Uma espécie de western: fascículo # 02

Corro, ainda. Já não me lembro bem por que motivo o faço; ou melhor: lembro-me; mas de certo modo deixou de fazer sentido, de importar. Corro porque posso, porque decidi que o iria fazer. Porque sim. Antes, houve um propósito, um objectivo; acho que houve. Fugir, talvez apenas para provar que o podia fazer, que havia essa possibilidade, que era uma opção disponível e exequível. Que dependia apenas de mim, da minha vontade.
Corro, em silêncio, tentando ignorar o cansaço do corpo, o seu inútil protesto. E reconheço, sem surpresa, como esta necessidade de concretizar possibilidades, de testar limites, sempre me acompanhou, sempre determinou os meus comportamentos, sempre justificou loucuras e imprudências e temeridades. Reconheço como sempre me deixei subordinar a esta inexplicável urgência de materializar, em acções práticas e concretas, visíveis, todos os pensamentos e impulsos e ímpetos e desejos e devaneios e fantasias que, por algum fugaz instante, cruzassem a minha mente, excitassem o meu espírito, conduzissem os meus pensamentos. Penso nisto, pela primeira vez, talvez pela última vez: consciencializando-o; depois, deixa de importar.
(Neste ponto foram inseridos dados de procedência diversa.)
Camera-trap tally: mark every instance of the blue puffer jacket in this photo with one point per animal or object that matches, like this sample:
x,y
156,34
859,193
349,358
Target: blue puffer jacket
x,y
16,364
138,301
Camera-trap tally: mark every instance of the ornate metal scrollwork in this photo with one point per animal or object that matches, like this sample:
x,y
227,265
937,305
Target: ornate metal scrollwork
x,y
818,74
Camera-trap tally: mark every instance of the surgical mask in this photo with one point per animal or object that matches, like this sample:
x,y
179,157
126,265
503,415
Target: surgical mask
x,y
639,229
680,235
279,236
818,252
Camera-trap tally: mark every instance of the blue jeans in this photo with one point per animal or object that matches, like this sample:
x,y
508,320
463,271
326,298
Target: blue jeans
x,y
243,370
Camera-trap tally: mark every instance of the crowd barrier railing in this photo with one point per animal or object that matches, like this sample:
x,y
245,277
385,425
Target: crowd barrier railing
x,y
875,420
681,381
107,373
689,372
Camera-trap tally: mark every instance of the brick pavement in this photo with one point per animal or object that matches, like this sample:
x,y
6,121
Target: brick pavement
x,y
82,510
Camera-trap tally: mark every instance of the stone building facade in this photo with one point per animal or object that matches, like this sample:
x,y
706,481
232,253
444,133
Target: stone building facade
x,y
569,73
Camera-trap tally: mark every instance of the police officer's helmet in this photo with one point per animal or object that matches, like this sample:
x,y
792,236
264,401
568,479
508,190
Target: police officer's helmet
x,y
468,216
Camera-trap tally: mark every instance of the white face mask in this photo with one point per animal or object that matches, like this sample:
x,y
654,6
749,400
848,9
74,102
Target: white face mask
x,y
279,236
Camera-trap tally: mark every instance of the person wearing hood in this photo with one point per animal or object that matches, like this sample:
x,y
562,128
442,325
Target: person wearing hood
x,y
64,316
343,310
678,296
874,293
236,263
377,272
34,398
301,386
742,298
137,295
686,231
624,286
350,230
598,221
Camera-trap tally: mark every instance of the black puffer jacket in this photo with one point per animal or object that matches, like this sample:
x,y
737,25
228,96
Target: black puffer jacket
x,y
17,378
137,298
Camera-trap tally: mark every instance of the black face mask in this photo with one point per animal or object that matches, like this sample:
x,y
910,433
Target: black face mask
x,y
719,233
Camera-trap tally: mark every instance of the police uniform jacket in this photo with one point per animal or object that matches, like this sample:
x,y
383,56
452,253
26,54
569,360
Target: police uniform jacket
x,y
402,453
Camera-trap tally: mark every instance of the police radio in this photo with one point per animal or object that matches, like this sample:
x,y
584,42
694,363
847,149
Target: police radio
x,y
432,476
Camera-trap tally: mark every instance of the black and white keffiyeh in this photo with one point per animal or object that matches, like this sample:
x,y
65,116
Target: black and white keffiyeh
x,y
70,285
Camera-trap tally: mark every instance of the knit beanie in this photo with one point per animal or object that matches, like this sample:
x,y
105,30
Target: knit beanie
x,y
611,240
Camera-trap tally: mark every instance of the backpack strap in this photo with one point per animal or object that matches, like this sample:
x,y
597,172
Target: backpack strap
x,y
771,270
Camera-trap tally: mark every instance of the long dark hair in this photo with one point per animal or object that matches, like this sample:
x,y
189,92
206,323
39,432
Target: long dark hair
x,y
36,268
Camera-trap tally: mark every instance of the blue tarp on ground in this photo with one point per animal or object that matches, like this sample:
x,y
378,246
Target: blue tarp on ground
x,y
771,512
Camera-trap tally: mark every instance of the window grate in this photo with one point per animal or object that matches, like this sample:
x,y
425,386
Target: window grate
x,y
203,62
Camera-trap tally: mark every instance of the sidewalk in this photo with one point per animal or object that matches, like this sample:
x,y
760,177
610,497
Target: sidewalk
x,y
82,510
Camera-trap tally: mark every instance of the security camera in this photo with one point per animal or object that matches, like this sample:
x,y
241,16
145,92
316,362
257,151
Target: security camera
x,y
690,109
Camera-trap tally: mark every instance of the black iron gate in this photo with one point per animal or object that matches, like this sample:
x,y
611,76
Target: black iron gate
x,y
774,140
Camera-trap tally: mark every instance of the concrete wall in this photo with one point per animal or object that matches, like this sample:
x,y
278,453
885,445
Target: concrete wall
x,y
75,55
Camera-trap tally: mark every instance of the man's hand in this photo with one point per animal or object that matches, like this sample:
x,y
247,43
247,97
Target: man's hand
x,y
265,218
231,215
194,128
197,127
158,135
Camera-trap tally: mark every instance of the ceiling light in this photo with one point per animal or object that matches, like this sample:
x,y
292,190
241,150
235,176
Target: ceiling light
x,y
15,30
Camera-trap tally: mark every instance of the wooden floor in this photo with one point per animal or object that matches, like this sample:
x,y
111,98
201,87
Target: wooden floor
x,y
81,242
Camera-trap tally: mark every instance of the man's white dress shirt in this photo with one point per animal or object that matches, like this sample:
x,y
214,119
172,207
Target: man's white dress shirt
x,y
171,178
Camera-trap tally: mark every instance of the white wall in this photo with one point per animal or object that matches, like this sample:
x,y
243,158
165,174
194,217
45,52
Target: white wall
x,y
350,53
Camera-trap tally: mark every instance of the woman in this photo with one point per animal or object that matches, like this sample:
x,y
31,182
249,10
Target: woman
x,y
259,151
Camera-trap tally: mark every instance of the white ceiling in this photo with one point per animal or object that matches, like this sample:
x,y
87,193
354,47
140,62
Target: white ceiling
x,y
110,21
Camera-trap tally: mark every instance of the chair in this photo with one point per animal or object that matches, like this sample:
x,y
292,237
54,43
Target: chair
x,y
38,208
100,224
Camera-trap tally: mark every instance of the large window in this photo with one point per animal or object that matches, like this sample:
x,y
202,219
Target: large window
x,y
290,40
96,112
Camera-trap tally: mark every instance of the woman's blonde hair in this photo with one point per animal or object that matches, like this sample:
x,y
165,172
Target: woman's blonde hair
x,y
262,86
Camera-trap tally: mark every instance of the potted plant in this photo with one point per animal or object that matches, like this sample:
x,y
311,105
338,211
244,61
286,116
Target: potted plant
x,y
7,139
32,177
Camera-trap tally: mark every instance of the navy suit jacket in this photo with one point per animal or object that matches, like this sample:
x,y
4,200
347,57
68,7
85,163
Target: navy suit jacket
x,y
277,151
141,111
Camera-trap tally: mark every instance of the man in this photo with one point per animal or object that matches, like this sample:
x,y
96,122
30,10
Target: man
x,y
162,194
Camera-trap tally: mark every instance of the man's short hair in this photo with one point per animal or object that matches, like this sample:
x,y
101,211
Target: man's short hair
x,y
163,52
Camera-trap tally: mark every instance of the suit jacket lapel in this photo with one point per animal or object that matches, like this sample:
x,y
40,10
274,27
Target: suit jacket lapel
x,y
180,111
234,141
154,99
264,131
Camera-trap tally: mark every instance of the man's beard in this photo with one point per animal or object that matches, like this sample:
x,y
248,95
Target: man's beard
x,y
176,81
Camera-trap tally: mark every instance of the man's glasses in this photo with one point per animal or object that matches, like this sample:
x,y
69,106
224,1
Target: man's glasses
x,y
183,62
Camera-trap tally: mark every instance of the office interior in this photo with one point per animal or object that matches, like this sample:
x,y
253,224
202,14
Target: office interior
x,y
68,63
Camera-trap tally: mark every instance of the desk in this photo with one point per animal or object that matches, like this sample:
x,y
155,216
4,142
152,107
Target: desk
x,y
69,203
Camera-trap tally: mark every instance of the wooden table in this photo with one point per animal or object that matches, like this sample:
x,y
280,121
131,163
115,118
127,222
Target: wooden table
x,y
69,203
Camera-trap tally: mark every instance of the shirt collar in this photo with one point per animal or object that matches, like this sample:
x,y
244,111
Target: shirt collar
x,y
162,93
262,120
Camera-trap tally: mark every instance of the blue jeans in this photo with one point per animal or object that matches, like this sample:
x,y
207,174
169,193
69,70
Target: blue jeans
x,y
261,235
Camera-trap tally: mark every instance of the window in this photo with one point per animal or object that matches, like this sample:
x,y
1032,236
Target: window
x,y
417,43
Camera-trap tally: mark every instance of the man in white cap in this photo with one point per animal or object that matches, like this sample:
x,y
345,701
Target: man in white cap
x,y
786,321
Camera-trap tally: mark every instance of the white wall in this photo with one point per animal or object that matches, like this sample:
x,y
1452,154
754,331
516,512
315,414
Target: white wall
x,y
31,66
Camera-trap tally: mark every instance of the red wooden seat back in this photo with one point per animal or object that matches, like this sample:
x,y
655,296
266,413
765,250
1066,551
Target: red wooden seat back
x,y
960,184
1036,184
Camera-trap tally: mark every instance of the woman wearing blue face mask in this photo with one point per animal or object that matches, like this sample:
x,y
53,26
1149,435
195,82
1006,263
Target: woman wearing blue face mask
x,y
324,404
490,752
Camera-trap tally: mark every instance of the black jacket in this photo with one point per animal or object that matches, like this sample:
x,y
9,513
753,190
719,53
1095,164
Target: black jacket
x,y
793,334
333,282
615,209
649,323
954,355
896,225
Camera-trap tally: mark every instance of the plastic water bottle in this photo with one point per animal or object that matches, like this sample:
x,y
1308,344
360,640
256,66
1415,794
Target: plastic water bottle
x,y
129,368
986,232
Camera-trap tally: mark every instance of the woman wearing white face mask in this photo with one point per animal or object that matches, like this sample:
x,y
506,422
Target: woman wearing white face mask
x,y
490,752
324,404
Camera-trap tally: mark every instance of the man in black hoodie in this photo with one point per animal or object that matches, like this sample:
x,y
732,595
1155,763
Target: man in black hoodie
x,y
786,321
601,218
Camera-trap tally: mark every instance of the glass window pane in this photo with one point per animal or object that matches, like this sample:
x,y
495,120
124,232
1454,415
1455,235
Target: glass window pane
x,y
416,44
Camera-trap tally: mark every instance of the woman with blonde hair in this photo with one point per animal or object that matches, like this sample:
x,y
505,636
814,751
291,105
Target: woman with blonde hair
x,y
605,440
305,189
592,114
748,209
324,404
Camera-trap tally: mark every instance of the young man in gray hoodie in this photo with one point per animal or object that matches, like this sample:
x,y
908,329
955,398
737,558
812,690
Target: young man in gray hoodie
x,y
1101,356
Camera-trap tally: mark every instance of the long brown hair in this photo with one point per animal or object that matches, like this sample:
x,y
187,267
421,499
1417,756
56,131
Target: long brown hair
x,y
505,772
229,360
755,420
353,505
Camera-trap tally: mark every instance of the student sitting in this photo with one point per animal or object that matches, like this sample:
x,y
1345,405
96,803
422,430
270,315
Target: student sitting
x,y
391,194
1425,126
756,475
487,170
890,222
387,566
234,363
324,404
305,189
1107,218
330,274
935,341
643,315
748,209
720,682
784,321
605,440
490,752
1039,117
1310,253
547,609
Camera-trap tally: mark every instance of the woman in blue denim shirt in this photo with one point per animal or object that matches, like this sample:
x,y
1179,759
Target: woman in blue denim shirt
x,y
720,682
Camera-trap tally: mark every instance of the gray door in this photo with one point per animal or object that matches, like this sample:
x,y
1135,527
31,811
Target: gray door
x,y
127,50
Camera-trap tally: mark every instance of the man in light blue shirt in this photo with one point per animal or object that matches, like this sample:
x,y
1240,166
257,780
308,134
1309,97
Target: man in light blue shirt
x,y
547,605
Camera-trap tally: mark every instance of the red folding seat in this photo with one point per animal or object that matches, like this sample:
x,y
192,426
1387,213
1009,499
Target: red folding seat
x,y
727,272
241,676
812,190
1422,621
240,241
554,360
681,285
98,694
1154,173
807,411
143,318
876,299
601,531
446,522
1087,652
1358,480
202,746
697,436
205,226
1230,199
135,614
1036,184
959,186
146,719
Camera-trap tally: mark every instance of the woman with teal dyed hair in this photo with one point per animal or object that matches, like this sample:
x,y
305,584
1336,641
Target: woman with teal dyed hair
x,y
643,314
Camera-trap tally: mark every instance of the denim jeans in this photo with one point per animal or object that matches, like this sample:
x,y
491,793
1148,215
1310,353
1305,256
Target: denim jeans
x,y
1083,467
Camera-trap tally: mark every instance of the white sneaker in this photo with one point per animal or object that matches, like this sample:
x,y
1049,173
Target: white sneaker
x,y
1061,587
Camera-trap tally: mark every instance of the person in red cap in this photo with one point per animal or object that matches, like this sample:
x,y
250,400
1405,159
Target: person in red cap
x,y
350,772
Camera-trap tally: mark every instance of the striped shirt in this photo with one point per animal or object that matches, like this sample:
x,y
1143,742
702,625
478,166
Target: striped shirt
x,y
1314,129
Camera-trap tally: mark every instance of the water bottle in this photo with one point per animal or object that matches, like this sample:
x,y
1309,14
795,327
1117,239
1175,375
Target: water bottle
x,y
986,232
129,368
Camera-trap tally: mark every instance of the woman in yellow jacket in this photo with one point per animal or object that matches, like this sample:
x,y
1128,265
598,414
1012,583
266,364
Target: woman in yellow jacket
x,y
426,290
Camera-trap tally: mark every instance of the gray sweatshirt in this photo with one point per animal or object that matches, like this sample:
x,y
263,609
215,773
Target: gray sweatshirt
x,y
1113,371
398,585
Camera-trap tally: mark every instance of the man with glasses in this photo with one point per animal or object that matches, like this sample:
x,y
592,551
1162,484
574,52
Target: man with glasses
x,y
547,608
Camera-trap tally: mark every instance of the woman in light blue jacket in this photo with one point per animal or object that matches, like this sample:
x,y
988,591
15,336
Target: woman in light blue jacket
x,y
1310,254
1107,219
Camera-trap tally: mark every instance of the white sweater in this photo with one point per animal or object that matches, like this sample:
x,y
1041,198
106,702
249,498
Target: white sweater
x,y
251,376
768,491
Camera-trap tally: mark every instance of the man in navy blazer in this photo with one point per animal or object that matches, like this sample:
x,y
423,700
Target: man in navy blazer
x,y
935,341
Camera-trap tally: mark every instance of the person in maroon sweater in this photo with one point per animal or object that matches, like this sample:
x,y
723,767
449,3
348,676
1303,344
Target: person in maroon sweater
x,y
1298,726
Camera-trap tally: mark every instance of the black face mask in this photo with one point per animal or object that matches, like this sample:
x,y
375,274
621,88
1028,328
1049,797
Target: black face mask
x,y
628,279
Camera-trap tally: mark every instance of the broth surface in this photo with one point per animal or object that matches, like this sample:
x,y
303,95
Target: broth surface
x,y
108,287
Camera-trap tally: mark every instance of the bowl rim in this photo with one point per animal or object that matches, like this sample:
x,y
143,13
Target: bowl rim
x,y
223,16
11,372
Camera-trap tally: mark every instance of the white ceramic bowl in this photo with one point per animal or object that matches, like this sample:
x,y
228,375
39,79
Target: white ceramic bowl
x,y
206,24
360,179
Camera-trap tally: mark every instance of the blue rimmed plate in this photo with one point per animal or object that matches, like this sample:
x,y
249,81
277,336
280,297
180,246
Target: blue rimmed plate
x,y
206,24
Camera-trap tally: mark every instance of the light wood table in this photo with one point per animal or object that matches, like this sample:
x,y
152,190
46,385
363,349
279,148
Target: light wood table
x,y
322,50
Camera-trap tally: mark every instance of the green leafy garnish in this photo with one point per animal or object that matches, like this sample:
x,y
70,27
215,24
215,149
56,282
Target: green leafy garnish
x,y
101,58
As botas continuam a pisar a terra, que estala suavemente (ou estarei a imaginar?). As sombras movem-se, acompanhando-me, e a lua espreita, sobranceira; as estrelas também. Talvez haja animais, dormindo entre as arbustos, no cimo das árvores; pergunto-me se os animais também terão insónias; se sonharão. E lá à frente, sob a luz do luar, vejo a barraca onde o cavalo talvez ainda permaneça, à espera; diminuo a velocidade de forma quase imperceptível, respiro com menos sofreguidão.